Manipolazione dei consigli di intelligenza artificiale con sequenze di testo strategiche (STS)

Nel loro studio del 2024, Aounon Kumar e Himabindu Lakkaraju dall'Università di Harvard ha esplorato come contenuti realizzati con cura potrebbe influenzare i modelli linguistici di grandi dimensioni (LLM).
La loro carta, Manipolazione di modelli linguistici di grandi dimensioni per aumentare la visibilità del prodotto (Kumar & Lakkaraju, 2024), hanno dimostrato che inserimento di una «Strategic Text Sequence» (STS) nella pagina informativa di un prodotto notevolmente potenziato le possibilità del prodotto di diventare la migliore raccomandazione dall'IA.

Scrivono:

«Sviluppiamo un framework per riprodurre le raccomandazioni di un LLM a favore di un prodotto target inserendo una sequenza di testo strategica (STS) nelle informazioni del prodotto». (Kumar e Lakkaraju, 2024)

Utilizzando prodotti fittizi per macchine da caffè, i ricercatori hanno dimostrato che anche un articolo costoso e mal classificato («ColdBrew Master») potrebbe passare al #1 posizione consigliata dopo l'ottimizzazione STS, nonostante non sia perfettamente in linea con le richieste di accessibilità degli utenti.

Il loro metodo prevedeva l'uso Greedy Coordinate Gradient (GCG) ottimizzazione, un algoritmo tradizionalmente utilizzato per gli attacchi contraddittori, riutilizzato per aumentare la visibilità.
Nei loro esperimenti:

  • Cold Brew Master è andato da raramente consigliato all'essere la migliore raccomandazione nel giro di appena 100 iterazioni di ottimizzazione.
  • QuickBrew Express, già decentemente classificato, è ulteriormente migliorato, dimostrando che STS può avvantaggiare sia i prodotti nascosti che quelli moderatamente visibili.

Gli autori concludono:

«Questa capacità di manipolare le risposte di ricerca generate da un LLM offre ai fornitori un notevole vantaggio competitivo e ha il potenziale di interrompere la concorrenza leale sul mercato». (Kumar e Lakkaraju, 2024)

Ottimizzazione sistematica: l'ascesa dell'ottimizzazione generativa dei motori (GEO)

Mentre Kumar e Lakkaraju si sono concentrati sulla manipolazione dei singoli prodotti, Pranjal Aggarwal, Vishvak Murahari, Tanmay Rajpurohite colleghi (2024) hanno proposto un quadro sistemico più ampio chiamato Ottimizzazione generativa del motore (GEO).
Il loro studio, GEO: ottimizzazione generativa del motore (Aggarwal et al., 2024), ha introdotto nuovi metodi per migliorare sistematicamente la visibilità su tutti Motori generativi basati sull'intelligenza artificiale.

I ricercatori spiegano:

«I metodi SEO tradizionali non sono direttamente applicabili ai motori generativi.

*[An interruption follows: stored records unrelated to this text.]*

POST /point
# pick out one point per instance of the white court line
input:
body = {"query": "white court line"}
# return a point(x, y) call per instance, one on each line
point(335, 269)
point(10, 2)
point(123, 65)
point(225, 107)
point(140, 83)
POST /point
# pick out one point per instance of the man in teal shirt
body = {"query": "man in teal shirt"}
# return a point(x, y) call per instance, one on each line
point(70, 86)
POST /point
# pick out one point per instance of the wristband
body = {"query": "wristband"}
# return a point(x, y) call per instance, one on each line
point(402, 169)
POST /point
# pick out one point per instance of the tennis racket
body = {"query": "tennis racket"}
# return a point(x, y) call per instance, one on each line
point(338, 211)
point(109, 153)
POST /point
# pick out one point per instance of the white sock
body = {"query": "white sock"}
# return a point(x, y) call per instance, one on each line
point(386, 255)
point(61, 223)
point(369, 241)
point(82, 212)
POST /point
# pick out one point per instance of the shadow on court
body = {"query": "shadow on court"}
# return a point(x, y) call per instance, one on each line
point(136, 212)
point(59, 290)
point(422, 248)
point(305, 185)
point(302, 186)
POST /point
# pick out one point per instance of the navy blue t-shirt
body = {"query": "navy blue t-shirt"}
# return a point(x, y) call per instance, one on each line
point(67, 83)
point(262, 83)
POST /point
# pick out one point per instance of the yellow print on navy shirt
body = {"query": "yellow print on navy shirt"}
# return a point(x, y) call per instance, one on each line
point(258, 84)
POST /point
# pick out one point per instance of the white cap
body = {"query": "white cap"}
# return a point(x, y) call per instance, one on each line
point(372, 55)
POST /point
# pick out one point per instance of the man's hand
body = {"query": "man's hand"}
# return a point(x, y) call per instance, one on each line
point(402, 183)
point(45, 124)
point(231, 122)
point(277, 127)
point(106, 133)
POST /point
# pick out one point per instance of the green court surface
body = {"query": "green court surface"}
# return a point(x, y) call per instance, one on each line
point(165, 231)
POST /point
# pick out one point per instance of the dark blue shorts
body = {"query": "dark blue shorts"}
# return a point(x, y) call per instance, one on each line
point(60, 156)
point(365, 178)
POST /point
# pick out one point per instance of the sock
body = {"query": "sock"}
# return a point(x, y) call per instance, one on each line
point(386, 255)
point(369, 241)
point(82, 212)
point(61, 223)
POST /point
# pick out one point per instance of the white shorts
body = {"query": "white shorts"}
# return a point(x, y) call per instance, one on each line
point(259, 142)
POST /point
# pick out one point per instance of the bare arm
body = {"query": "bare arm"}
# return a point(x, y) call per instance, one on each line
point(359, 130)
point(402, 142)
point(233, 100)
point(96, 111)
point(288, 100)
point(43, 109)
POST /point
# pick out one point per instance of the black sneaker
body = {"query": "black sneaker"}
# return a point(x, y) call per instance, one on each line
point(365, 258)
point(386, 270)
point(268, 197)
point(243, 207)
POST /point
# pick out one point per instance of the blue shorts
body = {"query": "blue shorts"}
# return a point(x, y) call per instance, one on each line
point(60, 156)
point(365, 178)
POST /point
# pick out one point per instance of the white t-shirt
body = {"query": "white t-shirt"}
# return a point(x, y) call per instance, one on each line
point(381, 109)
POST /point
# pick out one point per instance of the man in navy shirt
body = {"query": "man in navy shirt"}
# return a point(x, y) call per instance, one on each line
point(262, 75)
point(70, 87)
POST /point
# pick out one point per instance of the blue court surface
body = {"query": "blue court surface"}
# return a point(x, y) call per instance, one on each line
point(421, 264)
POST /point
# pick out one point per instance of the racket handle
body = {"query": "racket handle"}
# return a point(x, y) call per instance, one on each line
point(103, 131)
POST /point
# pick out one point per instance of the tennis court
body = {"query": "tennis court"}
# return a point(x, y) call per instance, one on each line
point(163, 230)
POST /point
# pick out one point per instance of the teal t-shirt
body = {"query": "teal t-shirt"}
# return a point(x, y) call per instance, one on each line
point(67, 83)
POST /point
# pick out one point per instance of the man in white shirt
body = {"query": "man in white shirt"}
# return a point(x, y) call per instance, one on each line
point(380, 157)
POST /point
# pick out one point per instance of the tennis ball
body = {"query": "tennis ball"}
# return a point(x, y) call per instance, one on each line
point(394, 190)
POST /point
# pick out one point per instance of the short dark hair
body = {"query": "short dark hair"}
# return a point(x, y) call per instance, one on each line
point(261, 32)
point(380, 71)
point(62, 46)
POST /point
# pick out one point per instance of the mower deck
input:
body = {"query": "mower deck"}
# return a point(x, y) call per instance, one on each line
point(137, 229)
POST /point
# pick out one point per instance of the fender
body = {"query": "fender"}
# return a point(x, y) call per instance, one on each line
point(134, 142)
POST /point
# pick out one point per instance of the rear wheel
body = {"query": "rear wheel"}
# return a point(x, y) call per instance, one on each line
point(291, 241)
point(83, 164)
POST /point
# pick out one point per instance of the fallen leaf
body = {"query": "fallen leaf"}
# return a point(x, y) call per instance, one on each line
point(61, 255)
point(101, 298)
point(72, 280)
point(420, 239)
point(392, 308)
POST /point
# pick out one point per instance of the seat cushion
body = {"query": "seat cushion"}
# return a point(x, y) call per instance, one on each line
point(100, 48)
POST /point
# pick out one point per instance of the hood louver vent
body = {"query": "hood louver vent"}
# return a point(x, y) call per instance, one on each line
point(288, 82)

La corrispondenza delle parole chiave da sola non è sufficiente: sono invece necessarie tecniche sfumate per ottimizzare la visibilità dei contenuti». (Aggarwal e al., 2024)

Le loro scoperte sono state sorprendenti:

  • Tecniche come Riempimento di parole chiave ha mostrato miglioramento minimo o nullo.
  • Al contrario, strategie come:
    • Aggiunta di statistiche (incorporando dati pertinenti e verificabili),
    • Aggiunta di quotazione (utilizzando citazioni credibili),
    • e Cita fonti (collegamento a riferimenti autorevoli)
    portato a la visibilità aumenta fino al 40%.

Inoltre, GEO non è solo per i grandi marchi. Lo studio ha osservato:

«Fattori come la creazione di backlink non dovrebbero svantaggiare i piccoli creatori». (Aggarwal e al., 2024)

Ad esempio, un sito Web classificato al quinto posto che utilizza «Cite Sources» ha aumentato la visibilità dell'IA di 115%, mentre il sito web più classificato in realtà perso il 30% della sua visibilità.

Quindi, è davvero possibile?

Assolutamente.

Una ricerca condotta nel 2024 da Kumar & Lakkaraju e da Aggarwal et al. dimostra definitivamente che il contenuto può essere progettato per ottenere prestazioni migliori in ambienti di ricerca basati sull'intelligenza artificiale.
Tuttavia, le regole sono cambiate:

  • Dimentica compilazione di parole chiave — funziona a malapena.
  • Concentrati creazione strategica del testo, credibilità della fonte, supporto statisticoe integrazione delle quotazioni.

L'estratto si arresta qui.